— Обидно? — Я так не рассуждал. Мне бывало тоскливо, страшно, горько. Но — обидно? На кого обижаться? — Почему обидно? Разве только моя жизнь свелась к исполнению простого солдатского долга? Мы все на войне выполнили солдатский долг. И те, кто погиб или был, как и мы, искалечен, и те, кто уцелел. Мой комбат Васюта — он тоже погиб — говорил: «Победу оплачиваем золотом высшей пробы». И это точно. Если бы каждый не выполнил простой солдатский долг — разве мы смогли бы победить? А вообще, Саша, почему вся жизнь? Мы ведь живы. А пока человек жив…
— Тебе можно позавидовать.
Мне повезло. Оказаться соседом такого умного, такого образованного человека! Да еще остаться с ним в палате вдвоем! Сколько знал Александр! Никто еще в жизни не рассуждал при мне так необыкновенно о судьбе человека на войне, ни от кого не слышал я ничего о присяжных поверенных, судебных процессах, прениях сторон, кассационных жалобах и протестах…
Август выдался жаркий. Наше окно-бойница не закрывалось ни днем, ни ночью. А ночи были лунные, светлые. Поворачиваясь лицом к соседу, я видел за узким окном тускло-серебристые контуры двух башен готического собора на фоне синего звездного неба. Башни были мертвы — их черные окна ни разу не оживил огонек изнутри.
Странно было, что за небольшой площадью тихого румынского города высится это древнее здание собора, что были и сейчас еще есть люди, для которых это здание представляет собой чуть ли не смысл жизни, что на сооружение собора в далекие времена строители потратили долгие-долгие годы. Зачем они клали эти непробиваемые стены из тяжеленных камней? Зачем взбирались на головокружительную высоту с непосильной ношей на спинах? Зачем надрывались под глыбами камня и, срываясь, разбивались насмерть? Кому нужны эти здания, если за них приходится платить жизнью?
Я всматривался в готические башни собора, и мне чудилось, будто вижу я совсем не настоящее сооружение, а театральную декорацию к пьесе из какой-то очень древней жизни. Все было странно и непонятно. Четыре года шла война, погибли и изувечены миллионы людей, а все-таки остались верующие, для которых бог — справедливейшее и всемогущее существо. Да как можно после всего того, что выстрадано за эти годы людьми, вообще верить в бога?..
Странно было, что Смеянов — сын потомственного петербургского интеллигента, бывшего присяжного поверенного, — что он собирался поступать на юридический факультет Ленинградского университета, что перед войной он жил в квартире с окнами на Фонтанку и квартира эта была заставлена книжными шкафами, забитыми русскими и иностранными, старинными и современными изданиями… Странно было, что человек, живший в такой квартире, на войне стал всего лишь помкомвзвода в минометной роте…
Странно было, что наши с ним жизненные пути пересеклись в госпитальной палате. По всем признакам, этого не должно было случиться. Внук присяжного поверенного из Петербурга и внук местечкового ремесленника с Украины! Нам и встретиться не полагалось на этом свете. Но двадцатое столетие с его войнами и революциями так перетряхнуло народонаселение на востоке Европы, что самое невероятное сделалось обыденным. И вот мы — Александр Смеянов и я — лежим в одной госпитальной палате со сводчатым потолком и узким окном-бойницей, где веками обитали монашки…
Казалось бы, мы и понимать друг друга не сможем, и речь у нас не должна быть одинаковой. Но ничего подобного — трудно найти двух более близких по духу людей.
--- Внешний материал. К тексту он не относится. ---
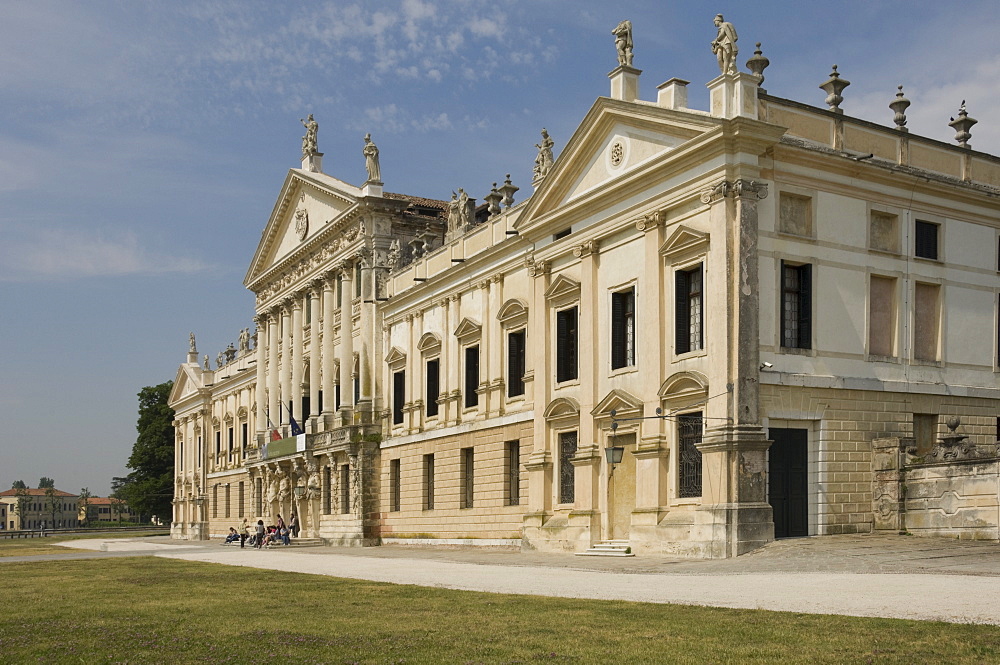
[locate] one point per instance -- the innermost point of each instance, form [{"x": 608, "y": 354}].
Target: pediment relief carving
[
  {"x": 395, "y": 357},
  {"x": 620, "y": 401},
  {"x": 563, "y": 287},
  {"x": 562, "y": 407},
  {"x": 684, "y": 386},
  {"x": 429, "y": 343},
  {"x": 684, "y": 242},
  {"x": 468, "y": 330},
  {"x": 513, "y": 313}
]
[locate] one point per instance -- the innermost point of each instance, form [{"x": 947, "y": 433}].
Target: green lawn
[
  {"x": 47, "y": 545},
  {"x": 150, "y": 610}
]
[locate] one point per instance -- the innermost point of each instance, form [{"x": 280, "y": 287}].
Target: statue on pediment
[
  {"x": 724, "y": 45},
  {"x": 623, "y": 42},
  {"x": 370, "y": 151},
  {"x": 309, "y": 141},
  {"x": 544, "y": 159}
]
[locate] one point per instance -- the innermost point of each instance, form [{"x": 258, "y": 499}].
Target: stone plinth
[
  {"x": 733, "y": 95},
  {"x": 625, "y": 83},
  {"x": 313, "y": 162}
]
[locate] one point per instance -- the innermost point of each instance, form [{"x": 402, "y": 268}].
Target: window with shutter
[
  {"x": 398, "y": 396},
  {"x": 926, "y": 240},
  {"x": 471, "y": 376},
  {"x": 515, "y": 363},
  {"x": 566, "y": 345},
  {"x": 796, "y": 306},
  {"x": 433, "y": 387},
  {"x": 623, "y": 329}
]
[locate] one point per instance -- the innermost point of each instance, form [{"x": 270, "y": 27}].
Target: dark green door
[{"x": 788, "y": 481}]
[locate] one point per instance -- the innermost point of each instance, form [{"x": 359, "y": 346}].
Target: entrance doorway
[
  {"x": 788, "y": 481},
  {"x": 622, "y": 490}
]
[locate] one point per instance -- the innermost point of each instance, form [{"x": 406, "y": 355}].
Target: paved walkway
[{"x": 872, "y": 575}]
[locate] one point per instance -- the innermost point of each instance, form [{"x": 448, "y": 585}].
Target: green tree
[
  {"x": 84, "y": 505},
  {"x": 148, "y": 489}
]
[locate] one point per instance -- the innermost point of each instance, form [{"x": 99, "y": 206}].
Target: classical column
[
  {"x": 734, "y": 445},
  {"x": 495, "y": 351},
  {"x": 286, "y": 360},
  {"x": 314, "y": 352},
  {"x": 346, "y": 342},
  {"x": 587, "y": 461},
  {"x": 454, "y": 360},
  {"x": 261, "y": 386},
  {"x": 329, "y": 394},
  {"x": 296, "y": 357},
  {"x": 273, "y": 377},
  {"x": 366, "y": 357}
]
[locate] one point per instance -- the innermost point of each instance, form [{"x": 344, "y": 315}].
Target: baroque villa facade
[{"x": 741, "y": 300}]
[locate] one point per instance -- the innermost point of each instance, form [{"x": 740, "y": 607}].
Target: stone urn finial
[
  {"x": 899, "y": 106},
  {"x": 758, "y": 63},
  {"x": 833, "y": 86},
  {"x": 962, "y": 126}
]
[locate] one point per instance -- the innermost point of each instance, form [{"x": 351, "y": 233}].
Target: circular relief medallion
[{"x": 617, "y": 153}]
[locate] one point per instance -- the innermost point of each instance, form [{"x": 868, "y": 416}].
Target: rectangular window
[
  {"x": 567, "y": 475},
  {"x": 398, "y": 396},
  {"x": 512, "y": 476},
  {"x": 516, "y": 359},
  {"x": 471, "y": 376},
  {"x": 433, "y": 387},
  {"x": 924, "y": 431},
  {"x": 468, "y": 475},
  {"x": 394, "y": 485},
  {"x": 566, "y": 345},
  {"x": 688, "y": 434},
  {"x": 881, "y": 316},
  {"x": 623, "y": 329},
  {"x": 883, "y": 232},
  {"x": 429, "y": 482},
  {"x": 926, "y": 240},
  {"x": 689, "y": 315},
  {"x": 795, "y": 215},
  {"x": 926, "y": 309},
  {"x": 796, "y": 306},
  {"x": 345, "y": 488}
]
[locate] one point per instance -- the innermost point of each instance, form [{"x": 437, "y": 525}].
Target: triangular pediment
[
  {"x": 684, "y": 241},
  {"x": 562, "y": 407},
  {"x": 562, "y": 287},
  {"x": 187, "y": 383},
  {"x": 468, "y": 330},
  {"x": 616, "y": 139},
  {"x": 309, "y": 204},
  {"x": 619, "y": 401}
]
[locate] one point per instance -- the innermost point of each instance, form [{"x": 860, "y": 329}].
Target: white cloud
[{"x": 67, "y": 254}]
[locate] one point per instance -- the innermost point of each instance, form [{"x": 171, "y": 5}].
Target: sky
[{"x": 143, "y": 145}]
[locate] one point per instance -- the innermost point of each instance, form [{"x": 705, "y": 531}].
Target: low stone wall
[{"x": 953, "y": 491}]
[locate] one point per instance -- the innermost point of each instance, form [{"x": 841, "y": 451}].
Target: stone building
[
  {"x": 736, "y": 301},
  {"x": 42, "y": 509}
]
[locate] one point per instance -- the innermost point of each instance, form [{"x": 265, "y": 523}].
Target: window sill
[
  {"x": 697, "y": 353},
  {"x": 795, "y": 351}
]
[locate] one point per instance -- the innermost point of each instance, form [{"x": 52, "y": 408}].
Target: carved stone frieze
[{"x": 736, "y": 189}]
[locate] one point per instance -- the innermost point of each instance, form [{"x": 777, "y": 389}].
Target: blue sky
[{"x": 142, "y": 146}]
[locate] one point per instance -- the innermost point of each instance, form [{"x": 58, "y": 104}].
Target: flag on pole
[{"x": 274, "y": 430}]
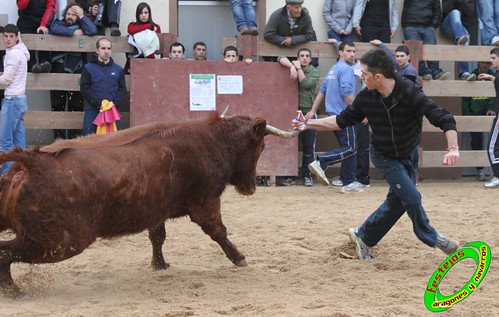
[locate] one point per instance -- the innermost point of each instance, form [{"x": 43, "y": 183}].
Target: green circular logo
[{"x": 478, "y": 251}]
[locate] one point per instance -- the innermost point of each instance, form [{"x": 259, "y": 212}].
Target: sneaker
[
  {"x": 467, "y": 76},
  {"x": 480, "y": 176},
  {"x": 427, "y": 77},
  {"x": 351, "y": 188},
  {"x": 447, "y": 245},
  {"x": 493, "y": 183},
  {"x": 443, "y": 76},
  {"x": 337, "y": 182},
  {"x": 308, "y": 181},
  {"x": 361, "y": 248},
  {"x": 316, "y": 169},
  {"x": 462, "y": 40}
]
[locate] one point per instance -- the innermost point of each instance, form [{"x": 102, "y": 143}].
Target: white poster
[{"x": 202, "y": 92}]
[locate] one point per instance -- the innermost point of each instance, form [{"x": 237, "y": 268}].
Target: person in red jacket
[{"x": 143, "y": 21}]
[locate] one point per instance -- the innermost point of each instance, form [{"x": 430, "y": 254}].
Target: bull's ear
[{"x": 259, "y": 125}]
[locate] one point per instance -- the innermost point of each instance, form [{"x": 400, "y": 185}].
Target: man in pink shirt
[{"x": 13, "y": 80}]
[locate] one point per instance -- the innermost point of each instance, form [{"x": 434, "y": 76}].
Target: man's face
[
  {"x": 348, "y": 54},
  {"x": 199, "y": 52},
  {"x": 10, "y": 39},
  {"x": 294, "y": 10},
  {"x": 304, "y": 58},
  {"x": 402, "y": 58},
  {"x": 176, "y": 52},
  {"x": 104, "y": 51}
]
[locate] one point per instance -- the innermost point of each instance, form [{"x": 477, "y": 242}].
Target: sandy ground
[{"x": 295, "y": 242}]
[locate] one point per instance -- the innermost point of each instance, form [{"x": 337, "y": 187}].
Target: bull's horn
[
  {"x": 224, "y": 114},
  {"x": 281, "y": 133}
]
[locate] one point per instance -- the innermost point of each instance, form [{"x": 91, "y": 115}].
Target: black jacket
[{"x": 396, "y": 123}]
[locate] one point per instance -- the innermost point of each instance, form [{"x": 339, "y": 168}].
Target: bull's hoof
[{"x": 241, "y": 263}]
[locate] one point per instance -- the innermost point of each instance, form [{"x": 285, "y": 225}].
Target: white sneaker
[
  {"x": 494, "y": 183},
  {"x": 316, "y": 169},
  {"x": 351, "y": 188}
]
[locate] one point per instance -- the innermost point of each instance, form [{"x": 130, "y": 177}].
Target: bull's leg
[
  {"x": 157, "y": 236},
  {"x": 208, "y": 217}
]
Отличало нас только одно — отношение к собственному будущему. Для Смеянова его не существовало. Я рассудком согласен был признать, что Александр прав, но душа моя с этим не мирилась. Я понимал, разумеется, что многое, очень многое потеряно безвозвратно, и все-таки не верил, что у нас уже ничего не будет впереди. Откровенно говоря, мне пришлось по душе латинское изречение: «Dum spiro — spero»…
Прошло уже почти три месяца моего госпитального существования, а и теперь еще, бывало, просыпаясь, я какое-то время воспринимал себя прежним — с неповрежденным черепом, с подвластными моей воле, нормальными руками и ногами. Постепенно возвращаясь в действительность, испытывал не столько горечь, сколько недоумение. Нельзя было поверить, что это не кто-то другой, а я, Славка Горелов.